Fletcher Tucker – ‘To Light a Fire’ [feat. Phil Elverum]

Fletcher Tucker has enlisted Phil Elverum for ‘To Light a Fire’, a meditative track that taps into an elemental power. “The first half of this song depicts a moment of real life high drama, where my wife and I were caught in a white-out blizzard in the Northern Sierra,” the artist explained. “We survived the night beside a giant bonfire—we did not know my wife was only a few weeks pregnant at the time. Several months later on the summer solstice our daughter was born, the second part of this song describes her birth from a mythic, ceremonial vantage”

Gwenno – ‘Utopia’

Ahead of the release of her new album Utopia this Friday, Gwenno has offered the lovely title track. According to press materials, the track “paints a picture of someone living their life against the rapidly fading colors of Las Vegas.”

Low Girl – ‘Handbrake’

Low Girl – which started as the solo project of frontwoman Sarah Cosgrove but has expanded to include her sibling Tom Cosgrove (drums), bassist/guitarist Bradley Taylor, and keyboardist Toby Morgan – have announced their debut album. Due October 22, Is It Too Late To Freak Out? is led by the gauzy single ‘Handbrake’, which features a neat flute section. “This track came about on a gloomy November evening through Bradley, myself, and a Mac,” Cosgrove recalled. “We had just finished touring with October Drift, and I had a case of the post-tour blues.
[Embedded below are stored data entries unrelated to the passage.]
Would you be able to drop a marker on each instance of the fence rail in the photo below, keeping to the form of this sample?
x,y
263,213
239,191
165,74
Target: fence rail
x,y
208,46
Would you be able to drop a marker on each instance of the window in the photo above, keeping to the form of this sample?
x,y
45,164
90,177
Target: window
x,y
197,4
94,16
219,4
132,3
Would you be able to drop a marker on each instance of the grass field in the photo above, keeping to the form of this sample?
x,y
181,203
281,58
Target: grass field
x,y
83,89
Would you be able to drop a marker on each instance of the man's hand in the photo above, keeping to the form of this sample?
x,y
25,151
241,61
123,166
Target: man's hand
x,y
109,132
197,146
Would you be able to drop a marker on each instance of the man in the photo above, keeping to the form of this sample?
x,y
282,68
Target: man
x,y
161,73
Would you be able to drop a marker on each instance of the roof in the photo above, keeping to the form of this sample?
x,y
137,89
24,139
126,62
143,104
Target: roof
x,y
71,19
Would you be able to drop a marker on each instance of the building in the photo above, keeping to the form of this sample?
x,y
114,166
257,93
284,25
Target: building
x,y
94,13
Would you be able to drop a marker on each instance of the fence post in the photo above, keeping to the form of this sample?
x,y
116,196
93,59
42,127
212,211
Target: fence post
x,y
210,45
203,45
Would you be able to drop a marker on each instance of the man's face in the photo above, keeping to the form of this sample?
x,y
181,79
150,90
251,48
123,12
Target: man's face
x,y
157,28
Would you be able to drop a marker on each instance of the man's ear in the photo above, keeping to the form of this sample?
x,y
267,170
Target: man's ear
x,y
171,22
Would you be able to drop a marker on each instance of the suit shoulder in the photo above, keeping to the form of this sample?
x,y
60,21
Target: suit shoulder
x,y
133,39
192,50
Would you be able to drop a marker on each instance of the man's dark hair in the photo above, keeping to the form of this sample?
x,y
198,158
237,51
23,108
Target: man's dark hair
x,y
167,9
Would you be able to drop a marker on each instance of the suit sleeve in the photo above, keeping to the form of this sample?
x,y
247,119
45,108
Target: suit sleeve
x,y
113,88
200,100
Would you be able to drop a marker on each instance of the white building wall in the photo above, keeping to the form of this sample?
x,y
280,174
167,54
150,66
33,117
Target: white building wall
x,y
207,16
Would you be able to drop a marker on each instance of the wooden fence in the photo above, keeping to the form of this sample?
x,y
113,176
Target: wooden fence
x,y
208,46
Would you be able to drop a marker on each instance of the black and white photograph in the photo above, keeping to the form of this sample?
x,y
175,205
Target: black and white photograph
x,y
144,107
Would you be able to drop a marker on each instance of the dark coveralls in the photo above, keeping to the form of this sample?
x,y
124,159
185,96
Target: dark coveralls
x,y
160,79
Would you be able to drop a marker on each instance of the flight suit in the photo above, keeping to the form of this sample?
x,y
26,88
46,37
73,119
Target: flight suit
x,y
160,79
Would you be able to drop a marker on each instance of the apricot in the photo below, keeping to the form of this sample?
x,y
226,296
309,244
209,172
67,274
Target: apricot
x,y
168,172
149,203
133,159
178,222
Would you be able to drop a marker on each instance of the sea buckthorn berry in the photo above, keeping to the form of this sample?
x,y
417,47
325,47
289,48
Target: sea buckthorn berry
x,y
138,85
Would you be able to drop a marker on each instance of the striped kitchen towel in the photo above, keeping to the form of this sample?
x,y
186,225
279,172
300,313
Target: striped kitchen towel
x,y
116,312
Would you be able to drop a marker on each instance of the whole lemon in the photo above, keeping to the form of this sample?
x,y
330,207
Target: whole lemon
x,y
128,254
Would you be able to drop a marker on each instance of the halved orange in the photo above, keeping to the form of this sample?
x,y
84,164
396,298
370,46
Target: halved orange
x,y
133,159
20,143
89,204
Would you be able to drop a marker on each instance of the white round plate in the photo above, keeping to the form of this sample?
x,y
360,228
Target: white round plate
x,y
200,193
Some of that angst evidently bled into the track, but lyrically ‘Handbrake’ deals with themes of guilt and desperation. I think, like many of the album tracks, I’m expressing things I was too passive to articulate in the moment.”
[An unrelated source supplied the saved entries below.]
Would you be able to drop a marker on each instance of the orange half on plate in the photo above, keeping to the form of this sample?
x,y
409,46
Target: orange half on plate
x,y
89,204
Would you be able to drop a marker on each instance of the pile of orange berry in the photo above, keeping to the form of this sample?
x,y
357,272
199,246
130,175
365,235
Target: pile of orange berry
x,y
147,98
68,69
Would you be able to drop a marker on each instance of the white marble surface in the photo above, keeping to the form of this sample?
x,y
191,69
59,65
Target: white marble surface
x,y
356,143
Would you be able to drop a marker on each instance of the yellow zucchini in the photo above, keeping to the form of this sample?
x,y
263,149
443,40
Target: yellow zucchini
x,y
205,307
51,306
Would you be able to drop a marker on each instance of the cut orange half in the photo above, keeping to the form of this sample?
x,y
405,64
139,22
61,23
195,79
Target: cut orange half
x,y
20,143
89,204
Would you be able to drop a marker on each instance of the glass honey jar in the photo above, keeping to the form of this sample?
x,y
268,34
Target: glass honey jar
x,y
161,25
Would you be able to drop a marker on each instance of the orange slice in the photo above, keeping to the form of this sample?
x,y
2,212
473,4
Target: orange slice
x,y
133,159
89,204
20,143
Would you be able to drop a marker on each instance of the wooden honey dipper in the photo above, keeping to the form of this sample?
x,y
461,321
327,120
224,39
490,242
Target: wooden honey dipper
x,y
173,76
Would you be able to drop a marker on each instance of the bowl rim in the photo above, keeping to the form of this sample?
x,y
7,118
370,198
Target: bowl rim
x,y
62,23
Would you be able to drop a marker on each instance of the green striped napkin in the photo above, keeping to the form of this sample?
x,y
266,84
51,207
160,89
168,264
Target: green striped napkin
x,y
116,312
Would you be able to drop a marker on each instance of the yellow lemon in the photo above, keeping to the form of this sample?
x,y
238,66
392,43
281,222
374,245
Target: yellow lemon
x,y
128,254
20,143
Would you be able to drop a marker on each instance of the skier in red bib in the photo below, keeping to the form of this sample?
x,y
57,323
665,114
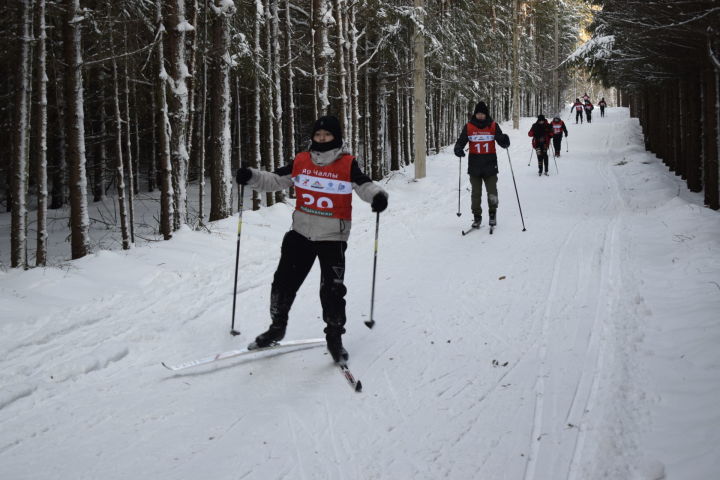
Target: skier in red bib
x,y
541,133
578,107
482,133
324,178
558,129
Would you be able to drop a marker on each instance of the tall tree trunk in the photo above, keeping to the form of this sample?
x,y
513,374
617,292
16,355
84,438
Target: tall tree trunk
x,y
164,163
277,93
119,162
419,93
101,149
41,137
257,150
325,53
516,66
75,128
18,235
178,106
128,147
221,179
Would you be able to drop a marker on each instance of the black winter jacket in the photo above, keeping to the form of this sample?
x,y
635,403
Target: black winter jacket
x,y
481,164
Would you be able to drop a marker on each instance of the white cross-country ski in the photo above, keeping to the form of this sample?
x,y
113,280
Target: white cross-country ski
x,y
309,343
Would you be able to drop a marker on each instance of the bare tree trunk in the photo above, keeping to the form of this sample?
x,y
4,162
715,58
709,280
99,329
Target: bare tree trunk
x,y
354,83
58,194
516,66
221,178
178,106
315,12
41,138
419,96
342,72
128,146
101,155
325,53
257,157
119,163
270,159
277,93
75,127
164,163
18,236
291,80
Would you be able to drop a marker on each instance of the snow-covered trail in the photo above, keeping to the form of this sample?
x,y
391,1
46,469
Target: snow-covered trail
x,y
553,353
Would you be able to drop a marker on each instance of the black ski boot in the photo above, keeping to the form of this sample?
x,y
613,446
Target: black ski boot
x,y
274,334
337,351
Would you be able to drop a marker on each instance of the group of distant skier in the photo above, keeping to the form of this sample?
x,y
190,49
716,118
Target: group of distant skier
x,y
324,178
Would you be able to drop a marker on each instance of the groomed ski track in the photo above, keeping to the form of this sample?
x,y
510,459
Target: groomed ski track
x,y
520,355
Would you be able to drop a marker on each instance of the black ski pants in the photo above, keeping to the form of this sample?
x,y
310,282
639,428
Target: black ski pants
x,y
541,151
297,256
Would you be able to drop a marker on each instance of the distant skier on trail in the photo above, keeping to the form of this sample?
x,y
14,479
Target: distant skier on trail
x,y
324,178
558,128
588,110
482,132
578,107
602,104
541,133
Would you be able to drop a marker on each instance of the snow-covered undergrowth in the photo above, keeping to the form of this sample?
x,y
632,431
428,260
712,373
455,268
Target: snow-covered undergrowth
x,y
583,348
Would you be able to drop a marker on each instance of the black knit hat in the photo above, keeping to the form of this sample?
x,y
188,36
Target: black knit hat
x,y
481,108
331,124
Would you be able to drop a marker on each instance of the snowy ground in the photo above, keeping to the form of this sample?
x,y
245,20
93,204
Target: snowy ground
x,y
583,348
Fraternal Twin – ‘Evil Eye’

Fraternal Twin have returned with a languidly ominous track called ‘Evil’. It’s the New York indie band’s first new offering since 2016’s Homeworlding.

End It – ‘Life Sublime’

End It have dropped a mean-sounding, anthemic new single from their upcoming Wrong Side of Heaven called ‘Life Sublime’. It arrives with a music video directed by Noah Haycock, Aaron Patrick, and Alex Futtersak.
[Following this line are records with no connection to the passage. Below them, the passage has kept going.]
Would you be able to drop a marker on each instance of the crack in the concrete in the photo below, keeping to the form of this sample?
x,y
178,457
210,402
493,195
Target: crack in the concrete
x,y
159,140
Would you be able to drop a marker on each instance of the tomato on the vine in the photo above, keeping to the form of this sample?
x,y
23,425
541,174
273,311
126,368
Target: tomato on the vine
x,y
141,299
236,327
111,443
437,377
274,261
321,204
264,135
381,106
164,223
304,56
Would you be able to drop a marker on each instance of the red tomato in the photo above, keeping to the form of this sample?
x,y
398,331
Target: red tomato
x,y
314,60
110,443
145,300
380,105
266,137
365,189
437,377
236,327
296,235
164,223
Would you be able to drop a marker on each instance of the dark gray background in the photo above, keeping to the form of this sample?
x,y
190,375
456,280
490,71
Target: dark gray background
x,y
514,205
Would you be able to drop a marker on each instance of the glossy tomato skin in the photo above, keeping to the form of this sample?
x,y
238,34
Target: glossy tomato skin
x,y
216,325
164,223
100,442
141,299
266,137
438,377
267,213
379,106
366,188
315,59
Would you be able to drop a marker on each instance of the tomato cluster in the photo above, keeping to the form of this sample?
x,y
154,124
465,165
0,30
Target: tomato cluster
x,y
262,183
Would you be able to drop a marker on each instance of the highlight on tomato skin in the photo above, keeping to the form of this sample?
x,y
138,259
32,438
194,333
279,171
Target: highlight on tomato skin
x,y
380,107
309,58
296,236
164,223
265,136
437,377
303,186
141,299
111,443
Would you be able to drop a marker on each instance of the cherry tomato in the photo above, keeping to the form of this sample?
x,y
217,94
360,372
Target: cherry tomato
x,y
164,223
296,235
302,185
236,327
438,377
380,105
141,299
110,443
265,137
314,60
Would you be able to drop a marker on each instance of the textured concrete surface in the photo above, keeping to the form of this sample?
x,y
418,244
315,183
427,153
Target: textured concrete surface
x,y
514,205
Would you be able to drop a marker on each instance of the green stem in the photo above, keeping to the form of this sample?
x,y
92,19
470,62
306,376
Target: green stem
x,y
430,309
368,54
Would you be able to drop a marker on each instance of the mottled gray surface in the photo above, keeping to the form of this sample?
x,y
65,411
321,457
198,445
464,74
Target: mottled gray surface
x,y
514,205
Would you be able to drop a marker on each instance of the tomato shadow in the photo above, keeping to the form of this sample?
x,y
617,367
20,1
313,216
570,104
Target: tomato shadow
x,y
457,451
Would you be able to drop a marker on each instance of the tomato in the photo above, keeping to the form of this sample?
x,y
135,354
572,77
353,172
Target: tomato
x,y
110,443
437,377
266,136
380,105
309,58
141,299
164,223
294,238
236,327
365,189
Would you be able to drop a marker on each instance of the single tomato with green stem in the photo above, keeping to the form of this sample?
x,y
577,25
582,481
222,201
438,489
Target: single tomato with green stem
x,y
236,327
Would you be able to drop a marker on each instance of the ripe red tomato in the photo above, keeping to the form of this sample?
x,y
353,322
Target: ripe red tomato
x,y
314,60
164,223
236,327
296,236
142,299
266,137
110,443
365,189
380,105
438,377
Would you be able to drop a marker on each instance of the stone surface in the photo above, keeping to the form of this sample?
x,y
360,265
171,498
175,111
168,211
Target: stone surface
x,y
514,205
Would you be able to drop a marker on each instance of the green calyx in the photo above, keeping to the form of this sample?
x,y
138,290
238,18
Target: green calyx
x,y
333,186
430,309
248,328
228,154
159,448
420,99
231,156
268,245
Restraining Order – ‘Know Not’

If you’re up for another dose of riveting hardcore punk with ‘Know Not’, the latest from Massachusetts-based band Restraining Order. It’s taken from their new album Future Fortune, which arrives September 12.

Joviale – ‘Let Me Down’

Joviale, who’s set to go on tour with Nourished By Time in November, has dropped ‘Let Me Down’, the catchy third single from their debut full-length, Mount Crystal (out September 12 via Ghostly International). “Desire can turn when pride becomes involved,” Joviale said of the song.